Production Environments
The ‘live’ environment that serves the end users is the production environment (prod). The production branch has strictly controlled access with a focus on stability and monitoring.
Git & Data Science
Why is Git so important to a good code promotion strategy?
Code promotion is the process of tagging Git commits as ‘ready for production.’ This creates a reference point, which can trigger tests (i.e., in the test branch) or a production deployment pipeline (in the prod branch). With version control, if changes aren’t represented as Git commits, they literally didn’t happen. Git and code promotion ensures consistency across all three environments (dev, test, and prod) and reduces human error in deployment.
Artifact immutability
With Git, all changes are signed–we –with specific commit SHAs or by tagging releases. Before any changes can be merged into a prod branch, approval is required (i.e., it’s protected). This artifact immutability connects ‘builds’ as they are promoted across environments, so we can be sure untested/non-reviewed code never reaches production.
Environment drift
Environment drift is when the production code differs from the tested code. Without a code promotion strategy and version control, the code would need to be rebuilt in each environment, so the tested code wouldn’t necessarily be the code deployed into production. In DevOps, environment drift is the enemy because it can lead to unpredictable behavior and makes debugging difficult.
Environment parity
Git enables environment parity. When used properly, our three environments (dev, test, and prod) differ only by data and credentials. Changes are promoted, not re-created. When production code inevitably breaks, developers can use Git to roll back and redeploying previous versions (via commit SHAs or tagged releases). This avoids making ad-hoc changes in a prod environment.

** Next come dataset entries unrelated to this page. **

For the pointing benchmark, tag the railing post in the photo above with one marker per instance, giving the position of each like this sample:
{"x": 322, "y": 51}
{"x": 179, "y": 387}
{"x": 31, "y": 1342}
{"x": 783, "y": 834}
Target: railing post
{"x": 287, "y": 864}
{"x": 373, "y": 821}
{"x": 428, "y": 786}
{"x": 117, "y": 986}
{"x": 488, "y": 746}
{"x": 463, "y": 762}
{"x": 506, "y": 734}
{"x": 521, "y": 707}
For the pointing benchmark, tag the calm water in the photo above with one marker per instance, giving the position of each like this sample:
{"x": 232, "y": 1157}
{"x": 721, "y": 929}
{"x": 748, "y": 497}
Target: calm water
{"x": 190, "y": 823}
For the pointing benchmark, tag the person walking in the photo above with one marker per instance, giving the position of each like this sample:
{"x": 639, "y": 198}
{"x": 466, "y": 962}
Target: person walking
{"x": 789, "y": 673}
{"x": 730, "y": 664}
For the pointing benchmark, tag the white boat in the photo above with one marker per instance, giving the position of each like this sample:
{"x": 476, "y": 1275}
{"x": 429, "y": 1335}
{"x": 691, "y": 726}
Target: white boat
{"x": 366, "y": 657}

Can you have a code promotion strategy without Git?
Sure — code promotion can be done without Git, but we’d need to find a way to:
- Create some kind of ‘immutable versioned artifact’ (i.e., someway of tracking ‘who did what’, and preferably ‘when’)
- Blocks/gates requiring tests/approvals that must be passed before code is promoted
- A promotion mechanism to copy/move/retag each immutable versioned artifact between environments
Also need substitutes for:
- A way to view/review ‘diffs’, either by performing code review (or document-style review)

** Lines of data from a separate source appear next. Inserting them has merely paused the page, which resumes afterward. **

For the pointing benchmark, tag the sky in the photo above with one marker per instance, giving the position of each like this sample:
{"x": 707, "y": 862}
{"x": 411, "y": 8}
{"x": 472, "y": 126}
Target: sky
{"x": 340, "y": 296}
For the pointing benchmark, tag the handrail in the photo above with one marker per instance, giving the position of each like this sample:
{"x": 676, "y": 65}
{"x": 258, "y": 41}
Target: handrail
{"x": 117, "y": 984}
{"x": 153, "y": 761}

- The ability to keep previous artifacts and switch between each environment
- Some means of traceability that connects the artifacts, manifests, approvals, and build logs
Git & CI/CD
What is the relationship between Git and CI/CD?
A CI/CD Pipeline is an automated process that builds, tests, and deploys code. In CI-CD systems, Git ‘events’ define the code promotion workflow, not the pipeline. The pipeline simply reacts to Git events. The code promotion logic lives in the branches, tags, merge policies, etc. This enables a “build once, promote many times” strategy, where the same tested artifact is promoted across environments.
Git provides the code change/approval history, and the pipeline results are tied to commits. Each release is also tagged, making it easy to track commits and introduced changes. This traceability is crucial for debugging and accountability. Git serves as the gatekeeper for CI-CD policies and integrates directly with enforcement mechanisms.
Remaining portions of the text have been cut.